Messrs. Maranto, Benefield and O'Brien note that between the 1986-87 and 2005-06 school years, Pennsylvanians' overall spending on public schools rose 72 percent, from $6.6 billion to almost $22 billion. Yet Pennsylvania students' average composite SAT score fell 0.3 percent in that time period. Pennsylvanians' average SAT score ranks 47th compared with all other states.
The study suggested that school officials could free up funds by focusing less on constructing elaborate buildings and more on meeting instructional costs. Between the 1996-97 and 2005-06 school years, public school spending in Pennsylvania rose 59 percent. Instruction spending went up 51 percent, school bureaucracies got an increase of 62 percent and construction and debt spending went up 103 percent. In that time period construction spending went from 8.7 percent of all public education spending to 11.3 percent.
Mr. Maranto said one lesson lawmakers can draw from the report's findings is to support cyber charter schools, public institutions allowing students to learn via computer at home. The Pennsylvania Department of Education estimates a total enrollment of 20,000 students in cyber charters for the 2007-08 academic year.
He noted that online public schools are not as lavishly funded as traditional public schools, getting an average $8,137 per pupil each year in contrast to the latter's average $11,485 per pupil. But because cyber schools need not spend nearly as much on facilities, they spend a greater proportion of their funds on instruction than do their brick-and-mortar counterparts. According to CF, Pennsylvania's aggregated 11 cyber charter schools met 64 of the state's 78 Adequate Yearly Progress academic standards for the previous school year in contrast to many public school districts.
"[Cyber] schools are not the drain on resources that school districts like to say they are," said Greg White, former Gov. Tom Ridge's education policy director, noting that school districts typically fund cyber charter students' education to the tune of three-fourths what they spend on their students who stay in public schools.

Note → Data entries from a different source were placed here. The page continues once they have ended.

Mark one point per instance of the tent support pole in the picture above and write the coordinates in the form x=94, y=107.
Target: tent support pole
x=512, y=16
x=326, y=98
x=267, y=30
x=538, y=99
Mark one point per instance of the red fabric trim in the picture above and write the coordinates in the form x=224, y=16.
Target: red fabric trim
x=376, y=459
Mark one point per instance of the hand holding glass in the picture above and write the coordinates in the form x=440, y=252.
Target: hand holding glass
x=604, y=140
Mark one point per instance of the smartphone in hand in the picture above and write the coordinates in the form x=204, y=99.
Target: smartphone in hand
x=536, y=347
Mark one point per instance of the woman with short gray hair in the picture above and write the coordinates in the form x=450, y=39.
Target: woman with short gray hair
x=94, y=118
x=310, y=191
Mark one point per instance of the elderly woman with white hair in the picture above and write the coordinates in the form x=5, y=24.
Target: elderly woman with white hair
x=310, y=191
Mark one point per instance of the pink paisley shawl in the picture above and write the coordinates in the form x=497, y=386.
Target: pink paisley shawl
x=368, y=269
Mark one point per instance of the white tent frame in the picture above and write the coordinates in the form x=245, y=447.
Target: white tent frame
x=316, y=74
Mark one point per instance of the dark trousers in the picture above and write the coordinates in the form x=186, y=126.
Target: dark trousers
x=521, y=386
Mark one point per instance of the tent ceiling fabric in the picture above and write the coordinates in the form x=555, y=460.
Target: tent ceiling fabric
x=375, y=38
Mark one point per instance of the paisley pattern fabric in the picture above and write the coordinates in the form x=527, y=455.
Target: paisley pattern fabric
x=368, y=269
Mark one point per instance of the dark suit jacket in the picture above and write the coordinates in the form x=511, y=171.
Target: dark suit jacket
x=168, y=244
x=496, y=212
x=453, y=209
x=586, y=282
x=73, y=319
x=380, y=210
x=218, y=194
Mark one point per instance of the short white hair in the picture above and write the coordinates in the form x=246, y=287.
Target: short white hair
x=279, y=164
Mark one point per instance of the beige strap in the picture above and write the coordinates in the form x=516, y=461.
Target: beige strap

Roughly one-fourth of each cyber student's expense is then reimbursed to the school district by the state.
House Bill 446, a bill authored by Rep. Karen Beyer (R-Lehigh), would restructure the state's financing formula for cyber charter schools, drastically cutting their funding.
The Pennsylvania State Education Association (PSEA), which supports HB 446, asserts it does not seek to halt the operations of cyber schools.
"PSEA is not opposed to the concept of cyber charters, we just want to see financial accountability," spokesman Wythe Keever told The Bulletin.